Effects of Vitamin D3 on the NADPH Oxidase and Matrix Metalloproteinase 9 in an Animal Model of Global Cerebral Ischemia.


PMID 29849881

Abstract

Decreased blood flow in the brain leads to a rapid increase in reactive oxygen species (ROS). NADPH oxidase (NOX) is an enzyme family that has the physiological function to produce ROS. NOX2 and NOX4 overexpression is associated with aggravated ischemic injury, while NOX2/4-deficient mice had reduced stroke size. Dysregulation of matrix metalloproteinases (MMPs) contributes to tissue damage. The active form of vitamin D3 expresses neuroprotective, immunomodulatory, and anti-inflammatory effects in the CNS. The present study examines the effects of the vitamin D3 pretreatment on the oxidative stress parameters and the expression of NOX subunits, MMP9, microglial marker Iba1, and vitamin D receptor (VDR), in the cortex and hippocampus of Mongolian gerbils subjected to ten minutes of global cerebral ischemia, followed by 24 hours of reperfusion.
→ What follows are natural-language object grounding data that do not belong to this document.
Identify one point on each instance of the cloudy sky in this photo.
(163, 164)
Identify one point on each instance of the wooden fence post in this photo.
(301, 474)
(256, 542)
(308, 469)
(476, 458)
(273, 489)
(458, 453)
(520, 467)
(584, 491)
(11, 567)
The ischemia/reperfusion procedure has induced oxidative stress, changes in the expression of NOX2 subunits and MMP9 in the brain, and increased MMP9 activity in the serum of experimental animals. Pretreatment with vitamin D3 was especially effective on NOX2 subunits, MMP9, and the level of malondialdehyde and superoxide anion. These results outline the significance of the NOX and MMP9 investigation in brain ischemia and the importance of adequate vitamin D supplementation in ameliorating the injury caused by I/R.